Monday, August 02, 2004

Creditattorney.com is the same scam as Lexington Law

A reader asked me for a referral and then inquired about Creditattorney.com.

As much as people do NOT want to hear it, you will not find a credit repair attorney who will work for less than minimum wage as I used to when I accepted Credit Activist clients so that I could use their reports to document my credit research on the web and in the courts.

People have no appreciation for the skill and time required to increase credit scores.  If I ever accept clients again, I’ll charge at least $1,000 for the first disputes and result review if there are just a few derogs and at least $2,000 for reports with lots of bad accounts.

And I would actually enjoy to take one or two clients a month if there wasn’t almost always at least one creditor or collector who refuses to report accurately.  That’s the frustrating part - at that point I had to contact creditors and send new disputes which often still were verified incorrectly.

My clients should have sued at that point, but most didn’t, and then all my hard work was for nothing.  That’s where you’d think that credit repair attorneys would come in.  So, here’s what you do before you hire one of those scammers:

Ask for a list of credit cases they litigated.  My prediction: they will have NONE.

That’s of course because you can’t sue once you submitted frivolous disputes like they do.

I know so-called consumer advocate credit experts who charge a minimum of $2,500 for an expert witness letter which is less than 1% of the average credit repair work.

Until the FTC stops lying, stating that everybody can do their own credit work and that it’s so easy, you won’t find skilled professionals offering these credit services.  On average I accepted 1 client/month last year, and even prior to my suit no more than 2.  I don’t see how anyone could possibly accept more than 1 client a week, I often worked 40 hours by the time I was done with the review of the dispute results.

At least 100 million people could use credit help and millions are willing to pay, you can imagine how many credit professionals would have to be trained.  As much as readers want referrals, I just don’t have anyone to refer to.

So here are the links again for the Lexington Law Firm complaints.

The LONG thread at http://creditforum.org/showthread.php?goto=newpost&t=152

New complaints and updated postings:

http://www.fight-back.us/forum/index.php?showforum=8

I am now aware of 2 suits against Lexington.

From the FAQ at http://www.creditattorney.com/

“Please note that we will generally not dispute all negative items simultaneously.
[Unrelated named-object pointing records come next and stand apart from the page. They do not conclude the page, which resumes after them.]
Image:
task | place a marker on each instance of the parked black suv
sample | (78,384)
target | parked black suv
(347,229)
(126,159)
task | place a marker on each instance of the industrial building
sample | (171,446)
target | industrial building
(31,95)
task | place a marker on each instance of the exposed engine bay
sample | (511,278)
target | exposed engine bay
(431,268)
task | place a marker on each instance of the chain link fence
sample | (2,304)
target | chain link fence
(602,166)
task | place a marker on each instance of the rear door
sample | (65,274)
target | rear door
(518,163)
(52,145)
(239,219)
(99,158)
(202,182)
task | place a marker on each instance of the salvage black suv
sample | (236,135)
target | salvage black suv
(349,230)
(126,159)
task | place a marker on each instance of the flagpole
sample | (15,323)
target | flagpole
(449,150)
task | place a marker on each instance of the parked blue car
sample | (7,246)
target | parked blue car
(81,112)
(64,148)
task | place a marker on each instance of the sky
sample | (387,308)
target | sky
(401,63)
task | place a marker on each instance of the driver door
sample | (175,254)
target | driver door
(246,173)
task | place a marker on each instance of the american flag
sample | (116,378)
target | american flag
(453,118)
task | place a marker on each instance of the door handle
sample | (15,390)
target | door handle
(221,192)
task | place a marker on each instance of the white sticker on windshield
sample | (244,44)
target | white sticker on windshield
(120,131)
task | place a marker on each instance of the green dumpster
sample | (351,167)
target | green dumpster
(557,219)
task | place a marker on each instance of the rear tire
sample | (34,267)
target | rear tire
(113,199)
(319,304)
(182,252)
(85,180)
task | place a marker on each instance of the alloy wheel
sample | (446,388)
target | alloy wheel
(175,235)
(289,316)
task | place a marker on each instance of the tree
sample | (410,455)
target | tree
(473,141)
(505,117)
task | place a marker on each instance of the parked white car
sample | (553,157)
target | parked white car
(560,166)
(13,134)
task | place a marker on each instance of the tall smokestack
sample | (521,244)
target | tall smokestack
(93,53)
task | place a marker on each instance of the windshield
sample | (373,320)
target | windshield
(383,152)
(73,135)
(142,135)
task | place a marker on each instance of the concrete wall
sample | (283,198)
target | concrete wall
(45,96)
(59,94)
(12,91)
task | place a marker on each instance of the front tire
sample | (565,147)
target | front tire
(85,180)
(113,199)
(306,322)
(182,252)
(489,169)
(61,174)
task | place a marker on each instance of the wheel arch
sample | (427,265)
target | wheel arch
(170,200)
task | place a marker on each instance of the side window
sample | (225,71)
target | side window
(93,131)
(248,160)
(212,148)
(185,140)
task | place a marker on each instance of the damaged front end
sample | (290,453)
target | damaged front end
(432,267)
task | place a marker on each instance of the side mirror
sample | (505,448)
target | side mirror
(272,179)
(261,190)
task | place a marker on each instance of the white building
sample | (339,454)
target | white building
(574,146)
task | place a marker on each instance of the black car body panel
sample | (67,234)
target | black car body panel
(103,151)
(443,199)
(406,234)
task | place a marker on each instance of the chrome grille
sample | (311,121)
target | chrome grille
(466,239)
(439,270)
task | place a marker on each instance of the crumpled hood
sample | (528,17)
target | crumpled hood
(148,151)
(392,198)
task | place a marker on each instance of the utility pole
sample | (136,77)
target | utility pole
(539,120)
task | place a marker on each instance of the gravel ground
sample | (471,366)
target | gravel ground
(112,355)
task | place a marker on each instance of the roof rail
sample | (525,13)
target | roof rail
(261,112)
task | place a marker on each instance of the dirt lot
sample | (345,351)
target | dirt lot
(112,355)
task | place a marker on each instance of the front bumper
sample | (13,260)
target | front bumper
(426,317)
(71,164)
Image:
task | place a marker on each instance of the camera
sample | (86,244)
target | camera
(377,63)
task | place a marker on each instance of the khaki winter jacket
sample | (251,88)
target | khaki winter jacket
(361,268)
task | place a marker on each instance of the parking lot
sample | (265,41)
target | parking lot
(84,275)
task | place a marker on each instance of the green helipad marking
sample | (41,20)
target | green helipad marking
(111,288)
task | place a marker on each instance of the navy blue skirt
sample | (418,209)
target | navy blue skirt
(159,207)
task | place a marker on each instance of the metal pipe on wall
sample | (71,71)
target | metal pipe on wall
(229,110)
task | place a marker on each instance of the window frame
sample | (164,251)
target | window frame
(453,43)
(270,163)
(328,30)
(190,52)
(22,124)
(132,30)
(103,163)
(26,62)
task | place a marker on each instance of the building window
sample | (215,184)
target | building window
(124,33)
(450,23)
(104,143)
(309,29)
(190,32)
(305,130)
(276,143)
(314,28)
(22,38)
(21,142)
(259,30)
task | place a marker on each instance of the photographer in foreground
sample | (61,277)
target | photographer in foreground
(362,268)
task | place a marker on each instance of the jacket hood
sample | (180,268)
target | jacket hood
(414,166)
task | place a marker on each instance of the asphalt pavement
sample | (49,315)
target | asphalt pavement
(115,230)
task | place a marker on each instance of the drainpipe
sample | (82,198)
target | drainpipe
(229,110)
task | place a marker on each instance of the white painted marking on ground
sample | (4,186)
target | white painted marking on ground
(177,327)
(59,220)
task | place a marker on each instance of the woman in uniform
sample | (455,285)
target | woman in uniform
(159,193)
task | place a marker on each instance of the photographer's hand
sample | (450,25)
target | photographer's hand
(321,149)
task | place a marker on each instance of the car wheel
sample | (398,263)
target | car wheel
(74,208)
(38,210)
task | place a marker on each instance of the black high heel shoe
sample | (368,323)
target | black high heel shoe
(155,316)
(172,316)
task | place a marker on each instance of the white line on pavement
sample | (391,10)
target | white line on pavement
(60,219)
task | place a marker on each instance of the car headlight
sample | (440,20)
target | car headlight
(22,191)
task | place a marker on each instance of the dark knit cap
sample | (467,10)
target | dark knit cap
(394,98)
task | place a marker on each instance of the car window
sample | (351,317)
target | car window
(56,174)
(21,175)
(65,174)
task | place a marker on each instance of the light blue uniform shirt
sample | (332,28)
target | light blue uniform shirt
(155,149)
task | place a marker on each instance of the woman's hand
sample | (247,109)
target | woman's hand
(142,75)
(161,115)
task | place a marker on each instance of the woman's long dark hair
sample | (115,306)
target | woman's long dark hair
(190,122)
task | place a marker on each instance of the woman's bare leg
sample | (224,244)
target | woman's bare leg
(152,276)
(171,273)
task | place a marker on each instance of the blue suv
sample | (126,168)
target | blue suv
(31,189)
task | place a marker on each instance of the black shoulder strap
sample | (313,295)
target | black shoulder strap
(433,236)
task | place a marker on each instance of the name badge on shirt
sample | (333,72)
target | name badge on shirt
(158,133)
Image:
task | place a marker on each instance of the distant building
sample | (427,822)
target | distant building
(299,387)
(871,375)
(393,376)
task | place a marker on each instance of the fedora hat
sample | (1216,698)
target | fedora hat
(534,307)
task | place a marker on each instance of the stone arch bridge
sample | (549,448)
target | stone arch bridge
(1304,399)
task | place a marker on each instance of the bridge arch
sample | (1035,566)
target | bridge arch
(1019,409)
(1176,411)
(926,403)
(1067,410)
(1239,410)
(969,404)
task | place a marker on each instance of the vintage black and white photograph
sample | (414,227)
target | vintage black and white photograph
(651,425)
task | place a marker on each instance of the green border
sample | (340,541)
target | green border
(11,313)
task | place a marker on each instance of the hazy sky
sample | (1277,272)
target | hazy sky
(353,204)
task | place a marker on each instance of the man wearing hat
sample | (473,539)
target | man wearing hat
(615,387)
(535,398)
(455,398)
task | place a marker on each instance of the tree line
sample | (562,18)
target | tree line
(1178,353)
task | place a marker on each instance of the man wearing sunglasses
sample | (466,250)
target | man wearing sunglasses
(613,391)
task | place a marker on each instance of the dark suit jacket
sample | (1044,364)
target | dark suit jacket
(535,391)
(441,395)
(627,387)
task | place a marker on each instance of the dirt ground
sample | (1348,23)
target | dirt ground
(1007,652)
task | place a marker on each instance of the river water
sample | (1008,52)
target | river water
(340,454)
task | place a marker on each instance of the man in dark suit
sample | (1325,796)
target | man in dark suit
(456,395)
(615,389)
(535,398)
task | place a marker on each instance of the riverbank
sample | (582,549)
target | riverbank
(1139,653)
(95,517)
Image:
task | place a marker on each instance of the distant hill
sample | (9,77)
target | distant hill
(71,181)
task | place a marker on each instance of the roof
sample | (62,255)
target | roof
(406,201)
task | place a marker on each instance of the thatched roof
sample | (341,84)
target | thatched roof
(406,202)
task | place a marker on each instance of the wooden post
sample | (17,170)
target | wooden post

Doing so would raise flags with the credit bureaus who monitor dispute letters to determine which ones they can ignore by exploiting loopholes in the Fair Credit Reporting Act (see FCRA for more information).”

Dana Facemyer knows that what they’re doing is illegal!  He even admits that hey are submitting frivolous disputes.

It’s interesting that he also operates out of Utah as does Lexington.

If you don’t care about your credit rating, why would you want to hire some bozos at a scummy law firm to rip you off?

Just dispute every derog yourself as “not my account” and lower your credit scores yourself.

You don’t have PAY someone to permanently screw up your credit rating, you can do that yourself in just a few minutes online.